Yes that is so true. I have always done this to.

I don't know why I take on these projects
only to be upset when things don't go the way
I think they should. I have been doing a lot
wrong. Not saying I deserved the abuse or anything
like that. I just always try to find projects. I have
to figure out why I do this and then figure out how
to stop. I am in no hurry to figure anything out
as far as relationships go. I am just ready to be alone
for a good long while and work on me. Figure out why
I keep falling for the same type of woman, and making
the same mistakes over and over.


----------



## Almostrecovered (Jul 14, 2011)

and recognition of that is key, I wish you luck and future happiness


----------



## shame_on_me (Oct 16, 2011)

Thank You,

Without this board I am sure it would have
taken me a lot longer to get the courage
to make my self happy. so thank you to everyone
who has posted or answered post. You all have
done more for me than any of you will ever know.


----------



## Why Not Be Happy? (Apr 16, 2010)

congratulations!
has she said much to you or push you to meet, etc. since you got her out?


----------



## shame_on_me (Oct 16, 2011)

No not yet thank GOD. I know it is coming though.

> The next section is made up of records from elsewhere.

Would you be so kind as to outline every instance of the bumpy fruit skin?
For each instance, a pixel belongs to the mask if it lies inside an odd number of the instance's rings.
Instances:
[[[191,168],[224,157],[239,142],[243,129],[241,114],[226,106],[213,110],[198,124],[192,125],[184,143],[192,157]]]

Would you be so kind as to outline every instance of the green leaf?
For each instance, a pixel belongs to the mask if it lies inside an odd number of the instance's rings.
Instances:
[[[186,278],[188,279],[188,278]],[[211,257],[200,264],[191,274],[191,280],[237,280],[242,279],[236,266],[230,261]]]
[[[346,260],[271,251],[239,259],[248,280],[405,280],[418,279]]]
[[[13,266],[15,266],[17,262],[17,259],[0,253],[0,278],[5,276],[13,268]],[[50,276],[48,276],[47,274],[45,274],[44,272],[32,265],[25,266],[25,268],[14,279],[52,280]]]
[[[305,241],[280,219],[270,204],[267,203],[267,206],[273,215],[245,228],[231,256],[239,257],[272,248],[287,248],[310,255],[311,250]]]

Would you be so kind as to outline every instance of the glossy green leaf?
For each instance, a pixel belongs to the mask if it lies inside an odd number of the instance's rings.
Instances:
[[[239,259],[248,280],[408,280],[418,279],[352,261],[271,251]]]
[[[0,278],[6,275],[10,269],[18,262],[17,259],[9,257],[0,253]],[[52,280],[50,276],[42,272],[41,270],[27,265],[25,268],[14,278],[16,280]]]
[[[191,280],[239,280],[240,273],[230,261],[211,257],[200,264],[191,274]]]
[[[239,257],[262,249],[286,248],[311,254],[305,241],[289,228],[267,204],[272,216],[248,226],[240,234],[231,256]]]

That is the part I dread. I have a hard time when she
or any woman cries. I am working on myself to not
let her tears bother me. There is no going back ever.

I just have to keep saying that to my self. 

I Know how much happier I am and will not let her get
to me as she has in the past. I will never let her
back into my life ever. This was a very very hard
choice for me, but a required one. For my happiness and 
sanity.


----------